The figure below presents the monthly cash rate series starting from January 2010, with the forecasts reported from February 2024 to January 2025 as the forecast mean and the 68% forecasting intervals.

The table below makes the numerical values presented in the figure more accessible.

Monthly and quarterly cash rate forecasts
monthly lower upper
Feb 2024 4.39 4.28 4.50
Mar 2024 4.36 4.18 4.53
Apr 2024 4.28 4.04 4.52
May 2024 4.18 3.87 4.49
Jun 2024 4.20 3.81 4.58
Jul 2024 4.12 3.66 4.58
Aug 2024 4.15 3.62 4.67
Sep 2024 4.09 3.50 4.68
Oct 2024 4.04 3.38 4.69
Nov 2024 3.97 3.26 4.68
Dec 2024 3.90 3.14 4.66
Jan 2025 3.84 3.03 4.65

Survey answers

Based on the forecasts above, and the analysis of forecasts from individual models, I formed the following survey answers:

When you think the RBA will change the cash rate?

Feb 2024 Mar 2024 Apr 2024 May 2024 Jun 2024 Jul 2024 Aug 2024 Sep 2024 Oct 2024 or later
Increase
Hold
Decrease

Why do you think this?

Happy New Year! My short-term forecasts are clearly cetred about the current cash rate value. My reading of these results is that the RBA will HOLD the cash rate at the current value to push the inflation down more. I expect the first interest rate cuts by mid-2024. My forecasts are available at https://forecasting-cash-rate.github.io/

Do you think the cash rate has peaked?

YES

When do you think the RBA will first cut the cash rate?

May 2024

Forecasting system

My forecasting system for November is based on the cash rate target and government bond yields at various maturities as presented in the figure below.

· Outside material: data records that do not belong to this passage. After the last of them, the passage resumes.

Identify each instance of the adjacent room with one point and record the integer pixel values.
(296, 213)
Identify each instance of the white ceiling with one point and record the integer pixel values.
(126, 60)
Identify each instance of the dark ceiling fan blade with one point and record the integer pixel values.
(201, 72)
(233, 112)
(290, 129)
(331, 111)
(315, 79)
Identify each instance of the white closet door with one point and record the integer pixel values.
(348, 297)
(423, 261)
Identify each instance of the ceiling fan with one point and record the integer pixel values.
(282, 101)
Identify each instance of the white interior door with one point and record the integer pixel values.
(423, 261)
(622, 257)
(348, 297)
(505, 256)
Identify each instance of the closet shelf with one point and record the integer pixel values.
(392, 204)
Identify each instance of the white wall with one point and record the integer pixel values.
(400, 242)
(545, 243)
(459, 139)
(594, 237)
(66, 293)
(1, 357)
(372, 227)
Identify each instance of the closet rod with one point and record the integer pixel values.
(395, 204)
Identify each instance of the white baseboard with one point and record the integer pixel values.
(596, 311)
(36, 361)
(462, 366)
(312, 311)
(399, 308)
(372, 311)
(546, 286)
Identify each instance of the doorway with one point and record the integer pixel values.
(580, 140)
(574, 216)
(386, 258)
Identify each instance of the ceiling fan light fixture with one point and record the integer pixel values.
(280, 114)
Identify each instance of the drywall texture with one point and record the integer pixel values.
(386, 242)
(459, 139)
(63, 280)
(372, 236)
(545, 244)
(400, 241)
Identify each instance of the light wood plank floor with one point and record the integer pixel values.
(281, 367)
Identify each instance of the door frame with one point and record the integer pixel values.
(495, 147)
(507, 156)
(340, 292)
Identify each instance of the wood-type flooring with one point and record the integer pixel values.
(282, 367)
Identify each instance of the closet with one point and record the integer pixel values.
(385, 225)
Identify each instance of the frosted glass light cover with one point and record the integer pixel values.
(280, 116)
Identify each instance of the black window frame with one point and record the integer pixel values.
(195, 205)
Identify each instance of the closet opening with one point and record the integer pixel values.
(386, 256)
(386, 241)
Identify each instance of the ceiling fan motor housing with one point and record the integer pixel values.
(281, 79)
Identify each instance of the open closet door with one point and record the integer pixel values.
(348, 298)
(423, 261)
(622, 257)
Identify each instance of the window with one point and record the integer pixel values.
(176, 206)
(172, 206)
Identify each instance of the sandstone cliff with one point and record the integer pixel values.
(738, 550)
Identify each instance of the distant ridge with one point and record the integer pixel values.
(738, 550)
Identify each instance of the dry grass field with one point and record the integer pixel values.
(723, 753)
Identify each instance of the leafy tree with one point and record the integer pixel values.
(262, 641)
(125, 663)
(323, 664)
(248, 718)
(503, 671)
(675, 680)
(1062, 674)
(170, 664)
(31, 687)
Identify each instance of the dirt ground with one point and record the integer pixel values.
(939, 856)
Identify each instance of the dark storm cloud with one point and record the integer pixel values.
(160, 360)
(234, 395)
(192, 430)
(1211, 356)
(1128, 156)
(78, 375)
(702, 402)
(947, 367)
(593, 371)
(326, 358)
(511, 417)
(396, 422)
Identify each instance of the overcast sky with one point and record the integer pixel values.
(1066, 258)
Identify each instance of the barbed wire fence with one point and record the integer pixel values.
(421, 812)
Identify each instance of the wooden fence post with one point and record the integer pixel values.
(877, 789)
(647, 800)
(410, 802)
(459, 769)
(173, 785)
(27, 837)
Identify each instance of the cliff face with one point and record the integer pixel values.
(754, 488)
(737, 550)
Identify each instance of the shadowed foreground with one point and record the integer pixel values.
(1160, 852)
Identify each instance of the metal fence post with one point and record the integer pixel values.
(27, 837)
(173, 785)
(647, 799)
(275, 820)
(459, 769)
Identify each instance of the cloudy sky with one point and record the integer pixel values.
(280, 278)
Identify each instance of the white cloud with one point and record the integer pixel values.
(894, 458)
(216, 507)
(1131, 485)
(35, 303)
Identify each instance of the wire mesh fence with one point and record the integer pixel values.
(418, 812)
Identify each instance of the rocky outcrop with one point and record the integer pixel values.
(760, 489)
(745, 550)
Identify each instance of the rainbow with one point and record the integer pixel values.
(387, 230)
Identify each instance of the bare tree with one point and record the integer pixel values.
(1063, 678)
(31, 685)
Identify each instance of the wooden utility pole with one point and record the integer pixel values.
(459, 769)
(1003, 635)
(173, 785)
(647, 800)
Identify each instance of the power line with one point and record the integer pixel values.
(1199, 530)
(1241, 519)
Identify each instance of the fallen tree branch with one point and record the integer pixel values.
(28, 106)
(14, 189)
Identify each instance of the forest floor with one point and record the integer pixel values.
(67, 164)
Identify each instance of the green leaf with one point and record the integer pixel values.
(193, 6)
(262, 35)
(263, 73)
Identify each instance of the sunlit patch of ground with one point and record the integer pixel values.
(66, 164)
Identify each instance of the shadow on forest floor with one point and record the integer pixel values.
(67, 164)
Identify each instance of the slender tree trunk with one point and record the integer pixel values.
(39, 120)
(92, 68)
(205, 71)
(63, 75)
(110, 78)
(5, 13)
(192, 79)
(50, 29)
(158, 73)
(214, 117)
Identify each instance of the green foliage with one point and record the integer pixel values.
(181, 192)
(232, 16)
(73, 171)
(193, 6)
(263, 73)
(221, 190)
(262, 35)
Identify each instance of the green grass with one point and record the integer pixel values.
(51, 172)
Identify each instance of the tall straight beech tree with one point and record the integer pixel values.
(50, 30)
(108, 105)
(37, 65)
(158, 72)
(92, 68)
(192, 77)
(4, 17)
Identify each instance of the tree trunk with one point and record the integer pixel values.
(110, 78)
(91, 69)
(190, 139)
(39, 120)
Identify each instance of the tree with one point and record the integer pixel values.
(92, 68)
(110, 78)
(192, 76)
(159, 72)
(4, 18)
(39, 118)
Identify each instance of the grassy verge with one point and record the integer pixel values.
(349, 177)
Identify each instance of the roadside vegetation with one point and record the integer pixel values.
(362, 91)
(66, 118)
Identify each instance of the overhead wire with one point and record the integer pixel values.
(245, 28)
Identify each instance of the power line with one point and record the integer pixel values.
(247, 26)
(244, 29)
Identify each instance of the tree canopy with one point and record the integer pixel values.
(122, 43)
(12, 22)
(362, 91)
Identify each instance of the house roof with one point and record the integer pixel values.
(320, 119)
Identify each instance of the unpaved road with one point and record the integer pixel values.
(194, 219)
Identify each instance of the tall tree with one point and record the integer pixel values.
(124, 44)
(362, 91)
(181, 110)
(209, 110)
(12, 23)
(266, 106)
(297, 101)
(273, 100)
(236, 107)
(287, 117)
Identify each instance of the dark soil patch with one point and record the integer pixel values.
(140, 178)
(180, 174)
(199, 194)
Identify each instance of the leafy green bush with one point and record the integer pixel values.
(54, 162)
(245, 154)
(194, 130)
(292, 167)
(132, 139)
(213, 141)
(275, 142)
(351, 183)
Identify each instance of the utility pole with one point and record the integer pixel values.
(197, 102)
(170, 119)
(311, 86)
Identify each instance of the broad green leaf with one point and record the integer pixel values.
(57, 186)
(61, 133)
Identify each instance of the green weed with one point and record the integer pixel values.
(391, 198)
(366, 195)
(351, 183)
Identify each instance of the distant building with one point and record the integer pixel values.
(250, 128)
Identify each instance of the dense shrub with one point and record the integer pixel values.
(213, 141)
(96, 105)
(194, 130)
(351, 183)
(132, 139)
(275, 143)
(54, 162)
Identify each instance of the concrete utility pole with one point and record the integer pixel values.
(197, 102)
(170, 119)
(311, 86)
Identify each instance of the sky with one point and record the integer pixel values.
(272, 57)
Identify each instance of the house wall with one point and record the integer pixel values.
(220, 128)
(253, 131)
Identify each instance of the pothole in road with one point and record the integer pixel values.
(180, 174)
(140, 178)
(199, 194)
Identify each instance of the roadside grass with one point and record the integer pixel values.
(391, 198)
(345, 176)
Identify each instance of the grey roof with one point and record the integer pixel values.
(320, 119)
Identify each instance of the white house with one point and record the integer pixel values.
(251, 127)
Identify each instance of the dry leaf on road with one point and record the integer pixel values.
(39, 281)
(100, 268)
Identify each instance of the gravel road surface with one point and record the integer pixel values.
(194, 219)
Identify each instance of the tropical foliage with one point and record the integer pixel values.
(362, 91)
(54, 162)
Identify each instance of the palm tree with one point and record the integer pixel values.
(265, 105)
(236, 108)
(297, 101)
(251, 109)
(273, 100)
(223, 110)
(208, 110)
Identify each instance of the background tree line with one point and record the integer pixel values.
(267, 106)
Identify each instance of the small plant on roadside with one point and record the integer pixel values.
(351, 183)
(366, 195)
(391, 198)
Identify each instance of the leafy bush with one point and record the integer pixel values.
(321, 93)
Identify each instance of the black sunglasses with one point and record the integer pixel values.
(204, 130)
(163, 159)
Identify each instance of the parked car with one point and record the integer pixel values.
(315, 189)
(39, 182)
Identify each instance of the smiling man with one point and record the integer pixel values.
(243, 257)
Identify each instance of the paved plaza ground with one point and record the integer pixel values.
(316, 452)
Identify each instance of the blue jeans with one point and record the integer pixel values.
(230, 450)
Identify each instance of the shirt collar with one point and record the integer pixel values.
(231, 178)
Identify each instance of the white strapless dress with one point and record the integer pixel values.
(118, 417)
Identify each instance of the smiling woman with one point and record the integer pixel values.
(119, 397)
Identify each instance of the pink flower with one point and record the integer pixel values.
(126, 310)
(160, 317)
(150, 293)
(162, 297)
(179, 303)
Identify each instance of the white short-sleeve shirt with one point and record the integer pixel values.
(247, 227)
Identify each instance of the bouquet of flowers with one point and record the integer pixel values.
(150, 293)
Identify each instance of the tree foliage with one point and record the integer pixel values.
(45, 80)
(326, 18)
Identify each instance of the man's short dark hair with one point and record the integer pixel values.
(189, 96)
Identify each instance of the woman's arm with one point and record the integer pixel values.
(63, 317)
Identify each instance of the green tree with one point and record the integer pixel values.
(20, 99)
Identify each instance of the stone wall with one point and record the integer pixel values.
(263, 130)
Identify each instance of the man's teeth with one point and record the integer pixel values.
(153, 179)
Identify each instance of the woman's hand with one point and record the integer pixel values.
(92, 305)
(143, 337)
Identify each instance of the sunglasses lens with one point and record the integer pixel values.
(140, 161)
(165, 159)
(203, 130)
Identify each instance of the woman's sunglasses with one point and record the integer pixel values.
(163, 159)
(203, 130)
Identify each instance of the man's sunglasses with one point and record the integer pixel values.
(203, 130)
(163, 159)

The system consists of over two hundred of models. Half of them are are models of weekly and the other half of monthly data.

Vector Error Correction models for weekly and monthly series with different model specification parameters. Univariate models for the cash rate capture complex patterns of data persistence using autoregressive moving average equation extended by time-varying volatility equation - a GARCH model. Part of the models include the leverage effect and/or time-varying risk premium.

The forecasts are pooled in two stages. Firstly, the models are weighted in four sub-groups VECM vs. ARMA and weekly vs. monthly data models proportionally to their cash rate forecasting ability. Such four pooled forecasts are equally weighted in the second stage to provide monthly forecasts reported above.